Suzi Tortora: So, I've just gone through the seven senses. Now let's play with how we layer them. And this is where we're going to get into rocking and swaying. So there are first four tips I want you to keep in mind. One is, how many senses does your baby need, at any particular time to stay regulated, remember to stay and organize and be in control of their body, their actions and their feelings. The second is the rate of that sensory input. The third point is the intensity of that sensory input. And the fourth point is the duration. How long does your baby need that input coming in, to help them stay organized, and gain control of their emotions, their feelings, and their physical sensations.
So first, get back into your body, notice your breath. Just notice where it is, first, you don't need to change it. And then once you notice the quality of your breath in, and the quality of your breath out, take a moment to do that simple exercise. Let's breathe in for three. Maybe there's a pause, and out for four. Now let's approach the baby and take a look and see how she's doing. Oh, I see the baby's looking at me. So first, I'm just going to look without saying anything, introducing the visual sense. My facial expression is also going to engage the baby. And think about how you use your face, that's another tool for the visual sense. It's very common for us to be very animated when we engage with babies, so let's try that. And now I'm going to say something. “Good morning. How are you today?”
“Oh, you have a tummy ache, you're not feeling so well, I see you moving all around.” Let's pretend this is a real baby and she's moving all around. “Let me see if I can help you.” So maybe I'll just put my hand on her belly, as I demonstrated, and I'm talking and I'm looking at her. That's three sensory inputs. And if I feel through my sense of touch, remember I told you our hands communicate. If I see her starting to calm down, that may be all she needs. But maybe that didn't calm her down and maybe I'm thinking I'll try picking her up.
So, I'll pick her up carefully holding her head and put her up on my shoulder and snuggle her in right here. I'm adding the proprioceptive sense and if I start to bounce in a rocking rhythm, I'm adding another layer of that proprioceptive and vestibular. Now bouncing is a form of rocking, there's an accent to that action. I can also rock side to side. Now this is a pretty fast rock, I want to see if that was – the baby responds to that, but if I don't sense that maybe the baby's even pulling away from me, I might instead turn that rock into a sway. Here we go.
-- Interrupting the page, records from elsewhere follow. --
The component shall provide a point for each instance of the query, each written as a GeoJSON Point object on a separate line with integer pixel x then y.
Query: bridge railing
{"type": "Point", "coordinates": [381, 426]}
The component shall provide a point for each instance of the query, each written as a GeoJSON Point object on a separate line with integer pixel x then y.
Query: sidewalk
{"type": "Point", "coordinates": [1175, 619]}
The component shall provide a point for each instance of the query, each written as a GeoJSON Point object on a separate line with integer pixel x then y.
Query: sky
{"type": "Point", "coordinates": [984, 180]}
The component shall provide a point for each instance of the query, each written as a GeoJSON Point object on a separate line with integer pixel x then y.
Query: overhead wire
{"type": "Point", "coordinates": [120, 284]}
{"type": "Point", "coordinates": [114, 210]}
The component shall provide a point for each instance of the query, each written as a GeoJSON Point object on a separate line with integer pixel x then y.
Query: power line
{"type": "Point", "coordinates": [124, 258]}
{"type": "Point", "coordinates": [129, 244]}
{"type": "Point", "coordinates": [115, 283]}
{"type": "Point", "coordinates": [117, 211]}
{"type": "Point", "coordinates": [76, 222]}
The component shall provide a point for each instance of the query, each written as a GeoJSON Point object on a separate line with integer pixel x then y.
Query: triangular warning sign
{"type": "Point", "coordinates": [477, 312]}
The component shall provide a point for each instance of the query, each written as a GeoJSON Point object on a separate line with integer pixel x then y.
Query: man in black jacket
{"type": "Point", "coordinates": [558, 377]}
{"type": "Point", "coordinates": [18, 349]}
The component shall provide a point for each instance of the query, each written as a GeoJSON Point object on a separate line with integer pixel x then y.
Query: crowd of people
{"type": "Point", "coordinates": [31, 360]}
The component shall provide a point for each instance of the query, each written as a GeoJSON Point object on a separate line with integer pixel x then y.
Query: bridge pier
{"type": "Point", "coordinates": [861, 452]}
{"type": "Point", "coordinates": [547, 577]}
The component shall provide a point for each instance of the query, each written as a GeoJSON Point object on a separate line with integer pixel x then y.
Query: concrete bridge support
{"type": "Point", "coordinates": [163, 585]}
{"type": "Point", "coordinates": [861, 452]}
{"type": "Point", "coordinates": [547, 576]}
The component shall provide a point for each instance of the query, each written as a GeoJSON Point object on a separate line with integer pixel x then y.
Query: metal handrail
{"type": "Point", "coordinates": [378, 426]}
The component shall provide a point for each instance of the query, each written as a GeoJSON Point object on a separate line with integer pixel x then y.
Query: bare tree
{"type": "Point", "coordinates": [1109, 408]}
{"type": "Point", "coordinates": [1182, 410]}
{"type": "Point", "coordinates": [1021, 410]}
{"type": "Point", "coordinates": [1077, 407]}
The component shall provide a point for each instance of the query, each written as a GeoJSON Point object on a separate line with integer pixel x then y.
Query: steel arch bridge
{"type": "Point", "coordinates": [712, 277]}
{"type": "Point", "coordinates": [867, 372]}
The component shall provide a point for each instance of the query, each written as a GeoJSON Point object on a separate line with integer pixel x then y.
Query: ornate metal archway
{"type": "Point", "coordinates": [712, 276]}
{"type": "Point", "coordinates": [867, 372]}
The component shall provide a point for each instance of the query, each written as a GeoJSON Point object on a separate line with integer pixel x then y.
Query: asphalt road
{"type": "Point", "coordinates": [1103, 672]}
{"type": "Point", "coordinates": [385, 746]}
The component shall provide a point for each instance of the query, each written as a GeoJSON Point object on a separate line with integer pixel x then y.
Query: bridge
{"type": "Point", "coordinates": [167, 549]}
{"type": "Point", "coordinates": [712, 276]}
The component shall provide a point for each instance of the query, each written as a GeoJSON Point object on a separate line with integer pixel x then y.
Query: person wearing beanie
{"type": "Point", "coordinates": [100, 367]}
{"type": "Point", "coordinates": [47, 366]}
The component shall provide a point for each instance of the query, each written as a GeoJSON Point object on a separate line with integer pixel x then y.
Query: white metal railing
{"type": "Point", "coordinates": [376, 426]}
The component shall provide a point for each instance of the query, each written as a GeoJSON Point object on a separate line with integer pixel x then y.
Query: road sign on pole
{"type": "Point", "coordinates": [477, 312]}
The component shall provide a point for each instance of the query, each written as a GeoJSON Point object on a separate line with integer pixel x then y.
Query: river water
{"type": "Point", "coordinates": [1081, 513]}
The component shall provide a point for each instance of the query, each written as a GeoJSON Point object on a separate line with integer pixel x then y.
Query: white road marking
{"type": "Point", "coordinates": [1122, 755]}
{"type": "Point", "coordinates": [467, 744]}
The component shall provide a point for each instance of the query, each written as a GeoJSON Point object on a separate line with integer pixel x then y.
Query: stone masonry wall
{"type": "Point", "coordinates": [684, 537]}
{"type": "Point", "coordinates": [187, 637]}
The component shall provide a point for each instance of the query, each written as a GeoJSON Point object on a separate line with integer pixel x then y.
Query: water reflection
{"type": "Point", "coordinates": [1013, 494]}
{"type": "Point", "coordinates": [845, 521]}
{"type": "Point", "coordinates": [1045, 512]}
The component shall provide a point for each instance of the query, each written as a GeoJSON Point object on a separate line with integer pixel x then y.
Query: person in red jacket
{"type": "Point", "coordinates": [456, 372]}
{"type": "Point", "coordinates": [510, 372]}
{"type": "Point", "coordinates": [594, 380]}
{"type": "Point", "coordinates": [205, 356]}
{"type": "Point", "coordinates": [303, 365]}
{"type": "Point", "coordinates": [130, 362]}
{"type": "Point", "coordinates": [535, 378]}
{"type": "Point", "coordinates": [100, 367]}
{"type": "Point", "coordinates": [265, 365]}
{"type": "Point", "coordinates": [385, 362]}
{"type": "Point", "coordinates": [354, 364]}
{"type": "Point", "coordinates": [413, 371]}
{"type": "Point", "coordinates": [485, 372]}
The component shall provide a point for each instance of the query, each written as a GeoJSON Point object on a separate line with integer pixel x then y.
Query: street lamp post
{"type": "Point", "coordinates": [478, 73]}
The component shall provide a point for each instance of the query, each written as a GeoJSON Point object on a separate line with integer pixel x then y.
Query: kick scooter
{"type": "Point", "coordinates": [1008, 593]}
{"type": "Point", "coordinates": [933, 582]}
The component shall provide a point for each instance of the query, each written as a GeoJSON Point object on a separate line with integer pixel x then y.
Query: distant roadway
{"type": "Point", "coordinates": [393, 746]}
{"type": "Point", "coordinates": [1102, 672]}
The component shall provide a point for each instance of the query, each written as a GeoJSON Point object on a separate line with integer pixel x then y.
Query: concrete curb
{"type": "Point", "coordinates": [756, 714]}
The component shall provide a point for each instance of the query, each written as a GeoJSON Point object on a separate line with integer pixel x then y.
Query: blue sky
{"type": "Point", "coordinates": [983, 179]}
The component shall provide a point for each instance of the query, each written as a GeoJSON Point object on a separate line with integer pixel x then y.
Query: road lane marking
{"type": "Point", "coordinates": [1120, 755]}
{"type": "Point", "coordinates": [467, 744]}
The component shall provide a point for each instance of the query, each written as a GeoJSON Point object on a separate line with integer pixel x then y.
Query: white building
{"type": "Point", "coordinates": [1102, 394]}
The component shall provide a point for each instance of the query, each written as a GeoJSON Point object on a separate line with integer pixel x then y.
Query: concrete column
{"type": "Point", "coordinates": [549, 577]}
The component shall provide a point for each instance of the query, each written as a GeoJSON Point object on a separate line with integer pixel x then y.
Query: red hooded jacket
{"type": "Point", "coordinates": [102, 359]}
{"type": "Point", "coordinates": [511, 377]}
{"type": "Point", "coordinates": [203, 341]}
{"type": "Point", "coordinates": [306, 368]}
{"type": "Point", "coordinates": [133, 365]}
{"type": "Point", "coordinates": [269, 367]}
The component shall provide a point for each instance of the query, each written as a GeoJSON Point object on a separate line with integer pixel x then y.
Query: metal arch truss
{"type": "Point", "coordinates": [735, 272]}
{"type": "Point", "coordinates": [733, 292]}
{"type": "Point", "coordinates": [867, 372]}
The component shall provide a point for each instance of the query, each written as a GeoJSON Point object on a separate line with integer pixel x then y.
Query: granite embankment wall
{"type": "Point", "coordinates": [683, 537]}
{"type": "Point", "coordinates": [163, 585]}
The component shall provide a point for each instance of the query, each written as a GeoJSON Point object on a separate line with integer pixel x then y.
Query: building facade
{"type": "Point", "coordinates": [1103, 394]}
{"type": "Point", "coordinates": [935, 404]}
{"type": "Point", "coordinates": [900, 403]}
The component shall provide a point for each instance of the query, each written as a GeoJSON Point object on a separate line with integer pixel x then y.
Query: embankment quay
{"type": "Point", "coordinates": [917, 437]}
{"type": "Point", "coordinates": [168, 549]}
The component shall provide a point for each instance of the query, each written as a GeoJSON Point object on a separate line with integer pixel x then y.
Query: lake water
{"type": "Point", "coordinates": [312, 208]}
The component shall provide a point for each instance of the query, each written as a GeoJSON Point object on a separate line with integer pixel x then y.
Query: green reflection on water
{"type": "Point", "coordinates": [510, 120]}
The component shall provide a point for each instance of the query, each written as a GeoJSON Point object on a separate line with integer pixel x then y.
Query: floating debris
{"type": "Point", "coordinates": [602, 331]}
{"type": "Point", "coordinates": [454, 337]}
And then check in on my breath again, really make sure my exhale slows down. And I can match my rock or my sway to the baby's vocalizations, because the baby is crying really strongly. I might start with a bounce that maybe matches it either exactly or attunes to it, maybe I'll add a little bit of a pause to my bounce to give her something to start to slow her body down. Or maybe I have to start really fast and short quick bounces. And again play with that swaying. If she starts to soothe, I can tell through the way her body shifts. Maybe her body is really tense while she was crying and so then I really want to make sure my body is soft and relaxed, there we go.
Now I can use my voice, remember I told you babies love your voice, and singing is a really nice thing to do, that’s adding another sense though. But let's try it. “Twinkle, twinkle little star, how I wonder what you are.” Now maybe I'll stop the singing as I feel the baby's body softening, and I'll just continue the swaying.
I've just taken away one sense. And then again, I tune into my breath. There we are and then maybe slowly, slowly, I'll make my sway even smaller, so that the baby is just feeling my breath. And its slight undulation in my body, and I've just moved that sway to up and down. Maybe bring in my head a little bit. Now I've just started to circle a little, do you see that? Another sensory input. I can even slow that down. And maybe the baby has calmed down. But maybe suddenly the baby's uncomfortable again, or because of the baby's ports, she may prefer her back to your front. This is called the bucket seat and keeping the baby's pelvis, the lower body, her bottom, hanging a little and adding a little bit of a pulse to the rock can sometimes really help organize the baby. Remember, rhythms are organizing.
So as long as you hold them securely, putting your hands under their knees, letting their legs bend down, giving that little pulse and then maybe I'll turn it into a rock. This is an accented pulse, this is a rock. Next you might want to put on music. But again, that's another layer. Auditory sensing, were you thinking it yes, that's adding the auditory. So let's try a piece of music that has a rhythm. Maybe “The wheels on the bus go round and round, round and round, round and round, the wheels on the bus go round and round, all through the town.”
And if you're not comfortable singing, of course, you can put on a tune that your child loves. It doesn't have to just be children's music though. Children respond to a wide variety of songs. And a trick or a key is if you like that song, and it relaxes and suits you, there's a good chance your baby will pick up on that too and respond.
So I hope I've given you lots of ideas of how to layer the senses and take them away. And you can try it with your baby and you have success. Thank you so much for listening. And I look forward to seeing you at MSK kids.